TIDMAZN
RNS Number : 4350C
AstraZeneca PLC
17 June 2019
17 June 2019 07:00 BST
Calquence significantly prolonged the time patients lived
without disease progression in relapsed or refractory chronic
lymphocytic leukaemia
An encouraging 88% of patients on Calquence remained free of
disease progression after 12 months, vs. 68% of patients on
rituximab combined with idelalisib or bendamustine
AstraZeneca today announced detailed results from the interim
analysis of the Phase III ASC trial at the European Hematology
Association (EHA) Annual Congress in Amsterdam, showing Calquence
(acalabrutinib) significantly prolonged the time patients live
without disease progression in relapsed or refractory chronic
lymphocytic leukaemia (CLL).
The ASC trial compared Calquence with the physician's choice of
rituximab combined with idelalisib (IdR) or bendamustine (BR) in
patients with relapsed or refractory CLL.

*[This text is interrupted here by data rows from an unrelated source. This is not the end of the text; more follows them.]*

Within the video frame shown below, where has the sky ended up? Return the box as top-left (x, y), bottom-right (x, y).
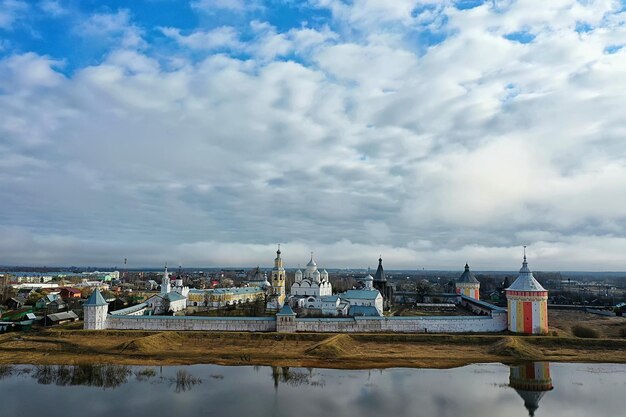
top-left (0, 0), bottom-right (626, 271)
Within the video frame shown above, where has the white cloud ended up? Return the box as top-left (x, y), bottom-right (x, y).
top-left (0, 0), bottom-right (29, 30)
top-left (189, 0), bottom-right (261, 14)
top-left (161, 26), bottom-right (242, 50)
top-left (0, 0), bottom-right (626, 270)
top-left (39, 0), bottom-right (69, 17)
top-left (75, 9), bottom-right (146, 48)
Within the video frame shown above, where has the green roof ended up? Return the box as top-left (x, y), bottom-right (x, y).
top-left (276, 304), bottom-right (296, 316)
top-left (83, 288), bottom-right (109, 306)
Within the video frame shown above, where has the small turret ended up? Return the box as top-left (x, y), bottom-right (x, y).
top-left (83, 288), bottom-right (109, 330)
top-left (505, 246), bottom-right (548, 334)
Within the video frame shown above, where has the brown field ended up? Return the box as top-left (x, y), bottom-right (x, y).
top-left (0, 311), bottom-right (626, 369)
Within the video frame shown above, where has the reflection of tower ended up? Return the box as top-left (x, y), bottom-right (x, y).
top-left (509, 362), bottom-right (553, 417)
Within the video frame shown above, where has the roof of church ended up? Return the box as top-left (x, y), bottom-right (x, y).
top-left (348, 306), bottom-right (380, 317)
top-left (83, 288), bottom-right (108, 306)
top-left (163, 292), bottom-right (185, 301)
top-left (374, 256), bottom-right (387, 281)
top-left (456, 263), bottom-right (479, 284)
top-left (343, 290), bottom-right (380, 300)
top-left (506, 254), bottom-right (546, 292)
top-left (276, 304), bottom-right (296, 316)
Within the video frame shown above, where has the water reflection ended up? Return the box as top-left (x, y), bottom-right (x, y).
top-left (509, 362), bottom-right (553, 417)
top-left (0, 362), bottom-right (626, 417)
top-left (33, 365), bottom-right (132, 388)
top-left (0, 364), bottom-right (202, 393)
top-left (272, 366), bottom-right (324, 388)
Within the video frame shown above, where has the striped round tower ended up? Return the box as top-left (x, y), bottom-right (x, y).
top-left (505, 246), bottom-right (548, 334)
top-left (454, 263), bottom-right (480, 300)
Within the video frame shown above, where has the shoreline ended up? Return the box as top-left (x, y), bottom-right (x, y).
top-left (0, 329), bottom-right (626, 369)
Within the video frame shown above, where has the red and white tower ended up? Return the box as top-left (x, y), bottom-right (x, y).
top-left (505, 246), bottom-right (548, 334)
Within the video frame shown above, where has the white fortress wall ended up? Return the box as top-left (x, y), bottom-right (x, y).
top-left (100, 312), bottom-right (507, 333)
top-left (295, 311), bottom-right (507, 333)
top-left (106, 316), bottom-right (276, 332)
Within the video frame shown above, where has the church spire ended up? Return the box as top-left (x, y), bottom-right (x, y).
top-left (374, 255), bottom-right (387, 281)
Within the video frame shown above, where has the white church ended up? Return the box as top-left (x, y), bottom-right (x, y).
top-left (291, 252), bottom-right (333, 297)
top-left (145, 265), bottom-right (189, 314)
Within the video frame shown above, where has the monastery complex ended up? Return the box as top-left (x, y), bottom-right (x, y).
top-left (84, 247), bottom-right (548, 334)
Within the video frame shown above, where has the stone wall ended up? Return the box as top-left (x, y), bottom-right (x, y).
top-left (106, 316), bottom-right (276, 332)
top-left (100, 312), bottom-right (507, 333)
top-left (296, 311), bottom-right (507, 333)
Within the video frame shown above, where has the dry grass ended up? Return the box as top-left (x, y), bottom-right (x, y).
top-left (489, 336), bottom-right (543, 360)
top-left (0, 329), bottom-right (626, 369)
top-left (548, 310), bottom-right (626, 338)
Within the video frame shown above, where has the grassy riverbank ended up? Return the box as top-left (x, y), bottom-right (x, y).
top-left (0, 311), bottom-right (626, 369)
top-left (0, 329), bottom-right (626, 368)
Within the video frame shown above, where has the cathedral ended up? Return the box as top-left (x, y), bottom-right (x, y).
top-left (291, 252), bottom-right (333, 297)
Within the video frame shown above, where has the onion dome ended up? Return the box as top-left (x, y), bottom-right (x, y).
top-left (312, 269), bottom-right (321, 282)
top-left (456, 263), bottom-right (479, 284)
top-left (506, 253), bottom-right (546, 292)
top-left (306, 252), bottom-right (317, 271)
top-left (374, 256), bottom-right (387, 281)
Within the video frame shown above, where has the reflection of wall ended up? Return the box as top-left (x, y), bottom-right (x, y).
top-left (509, 362), bottom-right (553, 416)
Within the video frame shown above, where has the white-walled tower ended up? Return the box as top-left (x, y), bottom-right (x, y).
top-left (83, 288), bottom-right (109, 330)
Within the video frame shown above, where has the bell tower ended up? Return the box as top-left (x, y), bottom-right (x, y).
top-left (272, 244), bottom-right (285, 310)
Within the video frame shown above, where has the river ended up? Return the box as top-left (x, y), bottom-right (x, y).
top-left (0, 362), bottom-right (626, 417)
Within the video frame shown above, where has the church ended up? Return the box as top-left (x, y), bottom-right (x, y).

At a median follow-up of 16.1 months, results from the trial
showed a statistically-significant and clinically-meaningful
improvement in progression-free survival (PFS) for patients treated
with Calquence vs. IdR or BR, reducing the risk of disease
progression or death by 69% (HR, 0.31; 95% CI, 0.20-0.49,
p<0.0001). The median time without disease progression for
patients treated with Calquence has not yet been reached vs. 16.5
months in the control arm. At 12 months, 88% of patients on
Calquence showed no disease progression compared to 68% for the
control arm. The safety and tolerability of Calquence was
consistent with its established profile.
José Baselga, Executive Vice President, Oncology R&D said:
"These data add to the growing body of evidence to support the
profile of Calquence as a selective BTK inhibitor that offers a
chemotherapy-free treatment option with a favourable safety profile
in chronic lymphocytic leukaemia, a life-threatening disease. These
data, along with our recent positive results from the Phase III
ELEVATE-TN trial in previously-untreated chronic lymphocytic
leukaemia, will serve as the foundation for regulatory submissions
later this year."
Paolo Ghia, MD, Professor, Medical Oncology, Università
Vita-Salute San Raffaele in Milan, and investigator of the ASC
trial, said: "This is the first randomised trial to directly
compare a BTK inhibitor as monotherapy with standard
chemoimmunotherapy or idelalisib and rituximab combinations. With a
significant improvement in progression-free survival and a
favourable safety profile, acalabrutinib may become an important
choice for the treatment of patients with relapsed or refractory
chronic lymphocytic leukaemia."
Kaplan-Meier plot for PFS as assessed by an independent review
committee in the intent-to-treat population(1)
Link to graph:
http://www.rns-pdf.londonstockexchange.com/rns/4350C_1-2019-6-17.pdf
Safety overview
Calquence IdR BR
(n=154) (n=118) (n=35)
Most common Any Grade Any Grade Any Grade >=3
(>=15%) >=3 >=3
AEs, n (%)
---------- ---------- ---------- ---------- -------- ---------
Headache 34 (22%) 1 (1%) 7 (6%) 0 0 0
---------- ---------- ---------- ---------- -------- ---------
Neutropenia 30 (19%) 24 (16%) 53 (45%) 47 (40%) 12 (34%) 11 (31%)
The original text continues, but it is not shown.